No entanto, o filme não se limita a celebrar as conquistas de Nise; ele também
explora os desafios e conflitos que ela enfrentou. O machismo dentro da
comunidade médica é evidente, e Nise é muitas vezes a única mulher em um
auditório cheio de homens. Sua recusa em aceitar tratamentos violentos, como a
indução de convulsões por eletricidade, a coloca em conflito direto com seus
colegas. Esses conflitos adicionam camadas à narrativa e destacam a importância
de desafiar as normas estabelecidas em busca de um tratamento mais humano.
Um dos momentos mais comoventes do filme envolve a relação entre os pacientes
e seus animais de estimação. Nise percebe que muitos pacientes têm uma conexão
especial com os animais, e ela encoraja essa interação como parte do tratamento.

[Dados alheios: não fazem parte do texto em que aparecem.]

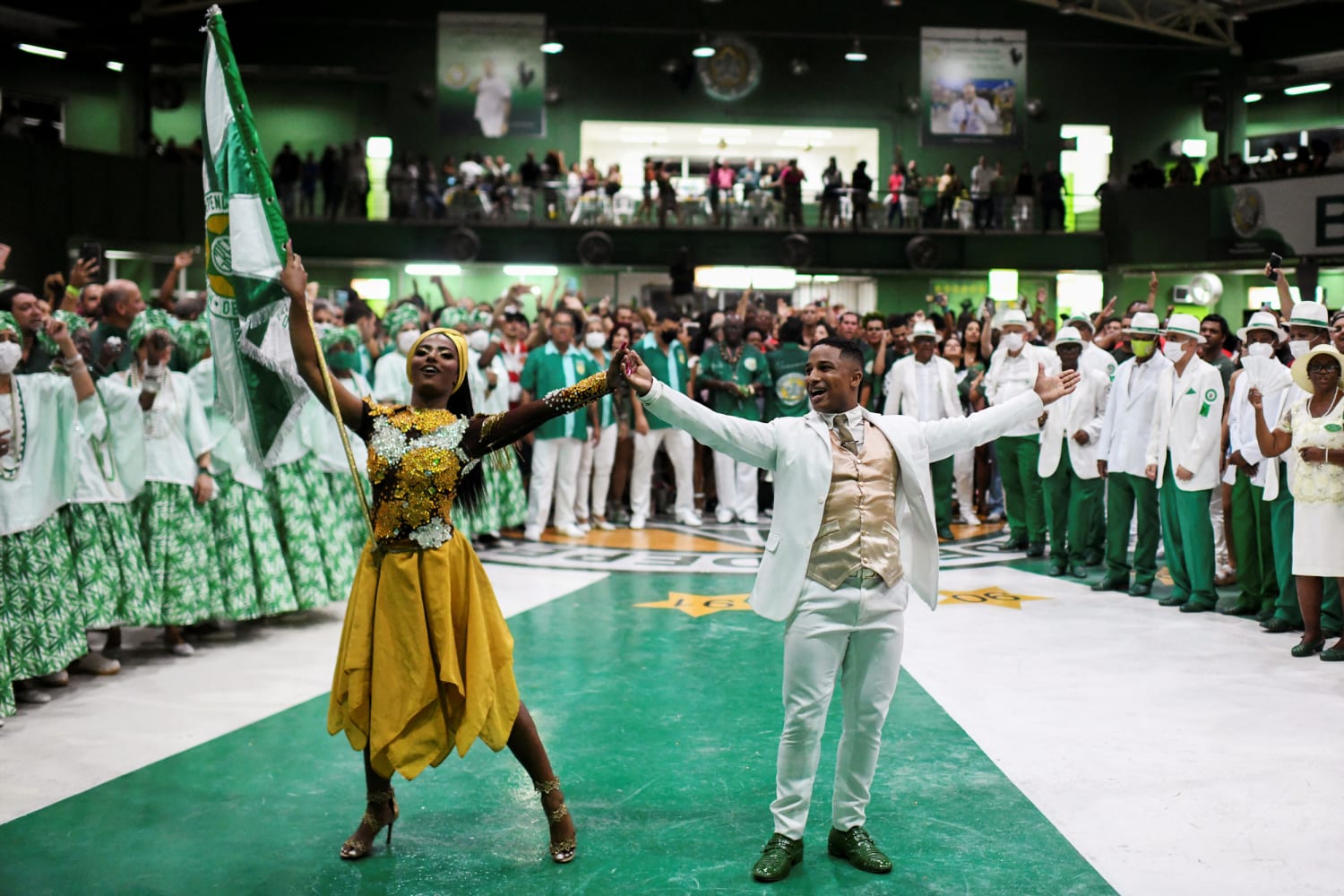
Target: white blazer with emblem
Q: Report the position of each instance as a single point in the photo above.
(797, 449)
(1188, 422)
(1083, 410)
(903, 397)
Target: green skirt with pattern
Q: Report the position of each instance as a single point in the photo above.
(40, 624)
(322, 565)
(180, 549)
(503, 504)
(252, 563)
(113, 579)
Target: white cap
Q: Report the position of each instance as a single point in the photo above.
(1262, 322)
(1183, 325)
(1069, 335)
(924, 328)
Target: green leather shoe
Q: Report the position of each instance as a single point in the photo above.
(777, 858)
(857, 847)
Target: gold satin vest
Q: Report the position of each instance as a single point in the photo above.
(859, 520)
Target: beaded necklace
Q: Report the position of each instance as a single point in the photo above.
(13, 460)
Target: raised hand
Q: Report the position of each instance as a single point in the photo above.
(1051, 389)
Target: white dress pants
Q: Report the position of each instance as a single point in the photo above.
(854, 633)
(682, 452)
(737, 485)
(596, 474)
(556, 471)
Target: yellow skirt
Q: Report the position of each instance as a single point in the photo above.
(426, 659)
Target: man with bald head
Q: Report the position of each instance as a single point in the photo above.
(121, 303)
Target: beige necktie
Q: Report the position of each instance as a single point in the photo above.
(846, 435)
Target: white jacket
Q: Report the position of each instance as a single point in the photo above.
(1188, 424)
(903, 392)
(1124, 432)
(797, 449)
(1083, 410)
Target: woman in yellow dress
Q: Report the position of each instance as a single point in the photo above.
(426, 659)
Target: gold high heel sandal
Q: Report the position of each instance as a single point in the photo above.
(562, 850)
(355, 848)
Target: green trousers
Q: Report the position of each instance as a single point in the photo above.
(1069, 509)
(1126, 495)
(1023, 495)
(1281, 536)
(1253, 540)
(943, 474)
(1188, 540)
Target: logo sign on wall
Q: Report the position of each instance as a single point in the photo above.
(491, 75)
(972, 86)
(733, 72)
(1296, 217)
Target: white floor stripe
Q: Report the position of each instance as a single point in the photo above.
(1180, 754)
(99, 728)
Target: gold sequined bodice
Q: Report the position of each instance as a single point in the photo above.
(414, 463)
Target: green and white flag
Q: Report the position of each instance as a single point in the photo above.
(255, 379)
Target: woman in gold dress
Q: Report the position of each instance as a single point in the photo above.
(426, 659)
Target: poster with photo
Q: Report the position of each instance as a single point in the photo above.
(973, 85)
(491, 75)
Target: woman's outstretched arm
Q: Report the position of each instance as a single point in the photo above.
(301, 339)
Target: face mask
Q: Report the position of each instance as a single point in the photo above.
(10, 355)
(1260, 349)
(341, 360)
(406, 340)
(1174, 351)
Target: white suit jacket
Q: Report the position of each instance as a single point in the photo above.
(797, 449)
(903, 394)
(1188, 422)
(1124, 432)
(1083, 410)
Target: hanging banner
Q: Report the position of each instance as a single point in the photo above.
(970, 82)
(1293, 217)
(491, 75)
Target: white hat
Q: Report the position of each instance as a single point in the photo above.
(1183, 325)
(1144, 324)
(1309, 314)
(1069, 335)
(1262, 322)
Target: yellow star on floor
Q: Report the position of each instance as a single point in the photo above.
(701, 605)
(994, 597)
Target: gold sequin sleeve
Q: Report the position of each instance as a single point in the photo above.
(499, 430)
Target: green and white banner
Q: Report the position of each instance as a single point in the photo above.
(972, 85)
(491, 75)
(255, 379)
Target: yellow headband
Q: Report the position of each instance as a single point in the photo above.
(459, 343)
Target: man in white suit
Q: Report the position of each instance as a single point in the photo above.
(1069, 460)
(1121, 460)
(852, 533)
(1185, 445)
(924, 386)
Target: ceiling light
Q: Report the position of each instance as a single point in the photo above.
(1300, 89)
(42, 51)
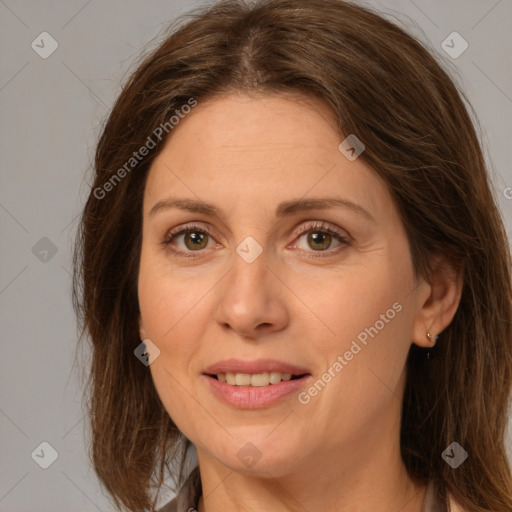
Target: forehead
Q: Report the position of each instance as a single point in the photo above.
(260, 150)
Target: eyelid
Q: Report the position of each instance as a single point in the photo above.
(343, 237)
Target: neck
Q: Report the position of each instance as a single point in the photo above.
(371, 477)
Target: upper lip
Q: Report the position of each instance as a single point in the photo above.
(254, 366)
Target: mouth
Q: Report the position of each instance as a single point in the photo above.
(255, 384)
(255, 379)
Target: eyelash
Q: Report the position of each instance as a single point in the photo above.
(316, 226)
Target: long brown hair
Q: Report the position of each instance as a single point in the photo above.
(388, 89)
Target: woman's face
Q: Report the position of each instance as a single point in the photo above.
(279, 279)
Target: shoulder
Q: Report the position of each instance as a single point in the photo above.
(187, 497)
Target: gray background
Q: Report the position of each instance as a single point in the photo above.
(51, 112)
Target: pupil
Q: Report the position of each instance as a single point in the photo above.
(316, 238)
(196, 238)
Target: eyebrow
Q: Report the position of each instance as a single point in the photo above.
(284, 209)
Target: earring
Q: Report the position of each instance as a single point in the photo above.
(432, 338)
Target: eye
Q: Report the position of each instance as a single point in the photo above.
(320, 237)
(191, 237)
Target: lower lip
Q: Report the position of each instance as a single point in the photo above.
(253, 397)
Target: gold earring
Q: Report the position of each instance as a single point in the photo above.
(432, 338)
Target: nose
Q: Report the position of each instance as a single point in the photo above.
(252, 299)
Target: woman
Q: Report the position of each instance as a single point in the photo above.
(291, 259)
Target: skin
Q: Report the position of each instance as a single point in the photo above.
(340, 451)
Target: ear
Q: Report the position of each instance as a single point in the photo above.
(142, 331)
(441, 303)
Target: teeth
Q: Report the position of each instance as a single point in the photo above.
(256, 379)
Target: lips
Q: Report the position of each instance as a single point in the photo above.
(259, 394)
(253, 367)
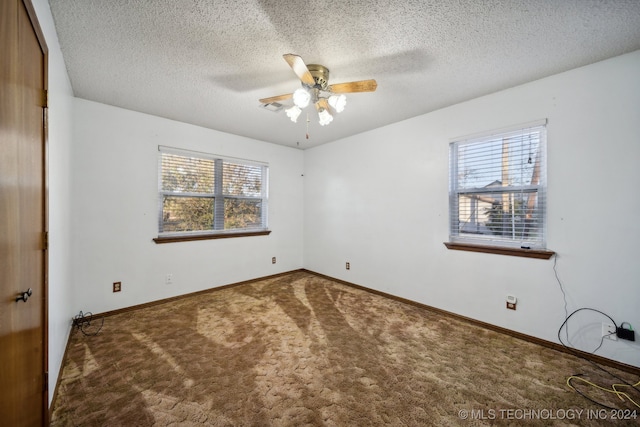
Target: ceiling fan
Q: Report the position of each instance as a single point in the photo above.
(317, 90)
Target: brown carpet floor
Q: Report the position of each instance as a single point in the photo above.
(300, 349)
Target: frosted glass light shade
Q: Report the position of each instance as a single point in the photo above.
(301, 97)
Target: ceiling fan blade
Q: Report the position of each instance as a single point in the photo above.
(300, 68)
(276, 98)
(351, 87)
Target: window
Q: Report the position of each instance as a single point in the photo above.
(204, 194)
(497, 186)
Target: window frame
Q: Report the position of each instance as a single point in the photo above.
(218, 197)
(484, 242)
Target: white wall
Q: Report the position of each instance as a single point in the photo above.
(380, 201)
(115, 207)
(59, 143)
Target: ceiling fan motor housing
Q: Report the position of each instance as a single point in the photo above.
(320, 75)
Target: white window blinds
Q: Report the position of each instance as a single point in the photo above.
(204, 193)
(497, 188)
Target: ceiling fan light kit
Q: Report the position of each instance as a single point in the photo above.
(316, 89)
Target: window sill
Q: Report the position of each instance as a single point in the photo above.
(186, 238)
(501, 250)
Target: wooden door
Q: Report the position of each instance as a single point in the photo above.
(23, 365)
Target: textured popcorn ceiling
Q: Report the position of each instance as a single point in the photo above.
(207, 62)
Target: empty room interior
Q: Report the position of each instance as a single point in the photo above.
(481, 184)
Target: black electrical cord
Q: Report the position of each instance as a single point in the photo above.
(83, 321)
(580, 355)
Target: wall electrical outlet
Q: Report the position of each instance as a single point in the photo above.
(609, 332)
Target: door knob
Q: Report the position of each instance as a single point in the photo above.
(24, 296)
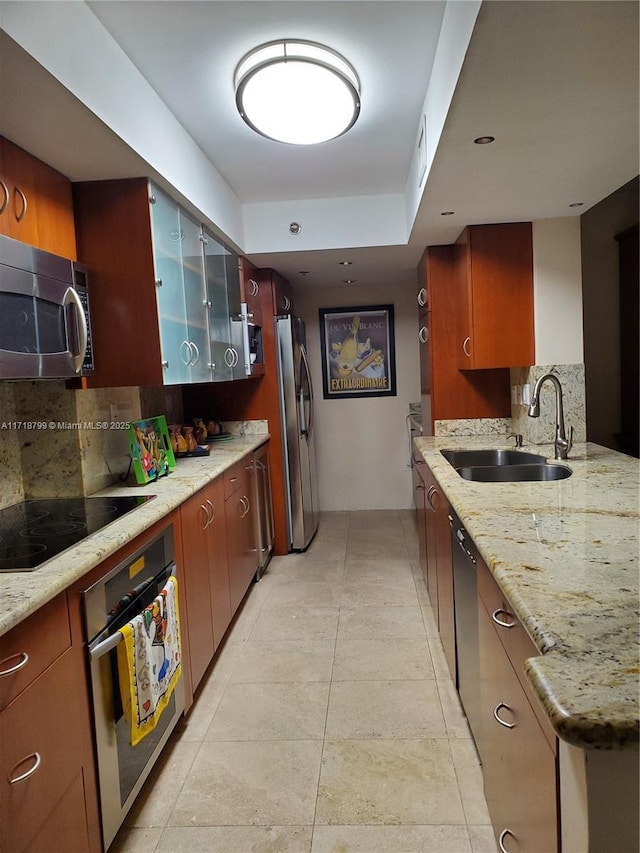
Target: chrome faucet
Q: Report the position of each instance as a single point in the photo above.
(561, 443)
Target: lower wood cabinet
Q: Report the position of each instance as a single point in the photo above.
(435, 555)
(205, 575)
(240, 522)
(48, 797)
(518, 762)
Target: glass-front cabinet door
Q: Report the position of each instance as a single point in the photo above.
(222, 353)
(167, 230)
(197, 349)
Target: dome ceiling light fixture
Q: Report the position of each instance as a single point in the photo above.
(297, 91)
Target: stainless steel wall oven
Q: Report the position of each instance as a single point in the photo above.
(108, 605)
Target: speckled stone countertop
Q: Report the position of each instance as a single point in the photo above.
(22, 593)
(566, 555)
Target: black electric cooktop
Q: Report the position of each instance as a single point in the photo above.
(32, 532)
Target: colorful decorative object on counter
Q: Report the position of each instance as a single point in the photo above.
(150, 448)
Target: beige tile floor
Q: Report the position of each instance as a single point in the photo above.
(328, 720)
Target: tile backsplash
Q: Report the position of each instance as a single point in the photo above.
(542, 430)
(58, 442)
(539, 430)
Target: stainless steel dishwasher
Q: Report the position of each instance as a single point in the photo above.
(465, 584)
(264, 510)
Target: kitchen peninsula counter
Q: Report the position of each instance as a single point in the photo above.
(22, 593)
(565, 554)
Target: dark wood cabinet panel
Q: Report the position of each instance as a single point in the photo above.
(255, 399)
(36, 202)
(240, 530)
(205, 575)
(494, 296)
(454, 394)
(519, 767)
(44, 737)
(114, 240)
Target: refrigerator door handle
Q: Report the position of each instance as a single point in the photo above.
(309, 427)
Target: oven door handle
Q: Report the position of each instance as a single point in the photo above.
(105, 646)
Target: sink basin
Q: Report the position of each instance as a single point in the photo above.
(491, 456)
(508, 473)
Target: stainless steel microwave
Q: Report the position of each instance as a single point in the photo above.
(45, 328)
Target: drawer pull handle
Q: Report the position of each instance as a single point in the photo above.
(502, 624)
(24, 660)
(496, 715)
(13, 780)
(503, 835)
(20, 216)
(4, 204)
(210, 512)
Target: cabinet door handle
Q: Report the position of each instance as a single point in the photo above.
(37, 761)
(503, 835)
(20, 216)
(502, 624)
(210, 512)
(185, 353)
(496, 715)
(3, 207)
(24, 660)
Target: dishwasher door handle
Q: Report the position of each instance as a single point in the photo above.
(105, 646)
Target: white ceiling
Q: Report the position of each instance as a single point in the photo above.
(555, 82)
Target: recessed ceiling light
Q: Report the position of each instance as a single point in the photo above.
(297, 91)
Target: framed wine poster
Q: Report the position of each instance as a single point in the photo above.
(358, 352)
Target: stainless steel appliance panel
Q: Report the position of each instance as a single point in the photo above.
(297, 407)
(264, 508)
(109, 604)
(44, 327)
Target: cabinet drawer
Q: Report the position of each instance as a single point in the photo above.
(235, 477)
(39, 732)
(515, 641)
(32, 646)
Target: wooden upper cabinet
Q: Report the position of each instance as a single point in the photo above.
(494, 296)
(447, 392)
(36, 202)
(114, 240)
(281, 294)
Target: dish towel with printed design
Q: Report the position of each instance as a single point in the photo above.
(149, 661)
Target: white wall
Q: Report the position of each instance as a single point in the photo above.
(362, 444)
(557, 286)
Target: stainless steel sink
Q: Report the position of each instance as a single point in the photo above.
(508, 473)
(491, 456)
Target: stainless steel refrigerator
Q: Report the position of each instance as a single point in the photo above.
(297, 409)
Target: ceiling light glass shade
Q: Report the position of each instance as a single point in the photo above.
(297, 91)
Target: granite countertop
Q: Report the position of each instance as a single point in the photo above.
(565, 554)
(22, 593)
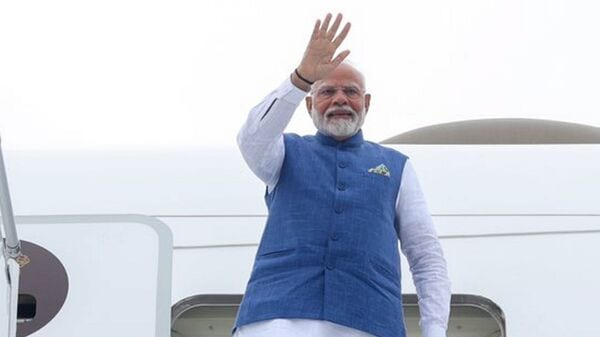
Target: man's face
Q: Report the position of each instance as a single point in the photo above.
(339, 103)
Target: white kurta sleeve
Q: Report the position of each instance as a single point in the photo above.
(261, 137)
(423, 251)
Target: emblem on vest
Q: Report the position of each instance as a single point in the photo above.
(381, 169)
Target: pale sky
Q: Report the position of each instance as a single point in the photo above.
(126, 74)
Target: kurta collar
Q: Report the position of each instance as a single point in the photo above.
(354, 141)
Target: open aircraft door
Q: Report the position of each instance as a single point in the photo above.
(84, 275)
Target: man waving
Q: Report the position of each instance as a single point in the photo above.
(328, 262)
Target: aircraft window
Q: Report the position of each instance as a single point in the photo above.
(214, 315)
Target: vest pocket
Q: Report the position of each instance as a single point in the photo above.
(274, 253)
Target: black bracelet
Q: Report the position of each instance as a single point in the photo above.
(302, 78)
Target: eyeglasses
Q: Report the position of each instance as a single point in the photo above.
(327, 91)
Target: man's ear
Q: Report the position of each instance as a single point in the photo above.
(308, 101)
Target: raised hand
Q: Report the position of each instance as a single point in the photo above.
(318, 60)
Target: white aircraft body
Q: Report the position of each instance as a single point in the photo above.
(519, 225)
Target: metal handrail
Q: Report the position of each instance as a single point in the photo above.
(11, 241)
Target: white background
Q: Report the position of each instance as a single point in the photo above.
(131, 74)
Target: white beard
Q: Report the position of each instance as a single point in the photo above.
(338, 127)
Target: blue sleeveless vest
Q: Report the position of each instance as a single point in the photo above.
(329, 249)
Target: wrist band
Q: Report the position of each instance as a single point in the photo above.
(302, 78)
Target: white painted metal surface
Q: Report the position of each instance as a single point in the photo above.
(519, 224)
(118, 269)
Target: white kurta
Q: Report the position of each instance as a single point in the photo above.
(261, 143)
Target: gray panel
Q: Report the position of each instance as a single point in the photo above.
(501, 131)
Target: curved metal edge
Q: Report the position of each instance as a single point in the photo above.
(202, 301)
(467, 300)
(165, 253)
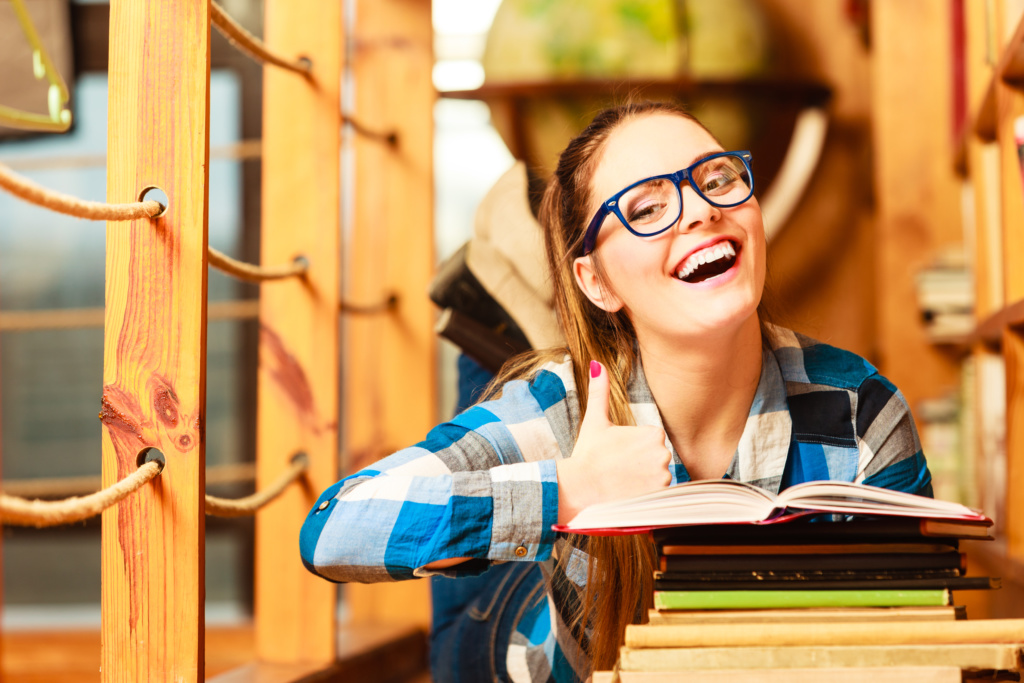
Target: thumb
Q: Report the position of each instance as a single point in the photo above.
(597, 400)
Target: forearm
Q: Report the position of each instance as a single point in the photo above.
(393, 527)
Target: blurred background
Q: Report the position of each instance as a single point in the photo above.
(871, 158)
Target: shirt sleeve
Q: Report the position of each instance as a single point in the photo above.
(890, 450)
(482, 485)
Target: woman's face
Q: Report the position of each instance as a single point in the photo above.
(654, 279)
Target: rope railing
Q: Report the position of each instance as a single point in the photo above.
(34, 194)
(54, 487)
(256, 273)
(242, 507)
(20, 512)
(252, 45)
(23, 512)
(390, 137)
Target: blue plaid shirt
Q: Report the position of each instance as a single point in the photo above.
(483, 485)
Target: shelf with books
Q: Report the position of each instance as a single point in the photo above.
(993, 352)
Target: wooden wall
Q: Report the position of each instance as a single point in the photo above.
(887, 198)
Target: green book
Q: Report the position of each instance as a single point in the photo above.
(797, 599)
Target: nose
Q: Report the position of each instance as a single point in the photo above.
(697, 212)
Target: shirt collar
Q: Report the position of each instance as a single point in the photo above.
(764, 445)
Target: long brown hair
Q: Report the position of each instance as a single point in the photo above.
(621, 570)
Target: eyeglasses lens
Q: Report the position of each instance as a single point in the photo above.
(653, 206)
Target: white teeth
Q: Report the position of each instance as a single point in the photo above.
(714, 253)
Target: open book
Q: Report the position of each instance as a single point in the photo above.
(727, 501)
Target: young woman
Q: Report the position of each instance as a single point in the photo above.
(656, 247)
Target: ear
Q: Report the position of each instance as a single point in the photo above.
(590, 285)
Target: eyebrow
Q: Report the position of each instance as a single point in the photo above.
(700, 158)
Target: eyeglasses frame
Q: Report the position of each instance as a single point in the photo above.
(611, 204)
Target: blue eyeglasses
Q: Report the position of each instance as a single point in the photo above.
(653, 205)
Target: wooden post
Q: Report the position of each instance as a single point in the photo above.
(1010, 107)
(297, 403)
(155, 341)
(390, 359)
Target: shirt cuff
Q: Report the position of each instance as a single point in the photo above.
(525, 507)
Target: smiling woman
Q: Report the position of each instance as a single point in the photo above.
(656, 249)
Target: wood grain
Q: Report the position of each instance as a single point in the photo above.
(155, 341)
(1013, 525)
(297, 385)
(916, 189)
(390, 385)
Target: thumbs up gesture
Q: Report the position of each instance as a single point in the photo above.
(609, 462)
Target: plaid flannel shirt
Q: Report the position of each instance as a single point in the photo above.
(483, 485)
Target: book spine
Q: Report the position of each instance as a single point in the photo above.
(804, 574)
(751, 635)
(816, 549)
(986, 656)
(957, 584)
(796, 599)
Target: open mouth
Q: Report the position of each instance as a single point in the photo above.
(709, 262)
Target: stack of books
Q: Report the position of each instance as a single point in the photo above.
(897, 562)
(833, 577)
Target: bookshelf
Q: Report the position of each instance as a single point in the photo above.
(993, 55)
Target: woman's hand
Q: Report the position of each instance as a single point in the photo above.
(609, 462)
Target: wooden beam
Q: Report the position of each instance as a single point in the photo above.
(155, 341)
(390, 385)
(297, 385)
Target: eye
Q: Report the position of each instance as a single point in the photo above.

No entanto, quando os animais são envenenados, vemos o impacto devastador
disso nos pacientes, especialmente em Lúcio, cujo comportamento se estabiliza
graças à presença de sua cadela. Essa reviravolta trágica ilustra a fragilidade do
progresso alcançado e a importância de compreender as necessidades individuais
dos pacientes.
O filme "Nise: O Coração da Loucura" transcende o simples retrato biográfico. É
uma jornada emocional e transformadora que nos leva a questionar as abordagens
convencionais no tratamento de transtornos mentais e nos inspira a buscar
alternativas mais compassivas e humanas. A narrativa envolvente, as atuações
excepcionais e a direção sensível de Berliner se combinam para criar uma
experiência cinematográfica verdadeiramente inesquecível. Este filme não apenas
presta homenagem a Nise da Silveira, mas também celebra a resiliência, a
criatividade e a humanidade daqueles que enfrentam desafios de saúde mental. É
uma obra-prima do cinema brasileiro que merece amplo reconhecimento e
celebração.
Dentro desse contexto, pode-se concluir que Nise da Silveira desempenhou um
papel significativo como precursora do movimento da Reforma Psiquiátrica
brasileira. Através da arte, ela ofereceu uma nova perspectiva sobre a loucura,
demonstrando que a expressão criativa pode proporcionar autoconhecimento,
reinterpretação e novas formas de subjetividade para os indivíduos. Sua abordagem
serviu de inspiração para a estruturação dos atuais modelos dos Centros de
Atenção Psicossocial, que estão diretamente relacionados à compreensão do
indivíduo no contexto da Saúde Mental, conforme a conhecemos hoje.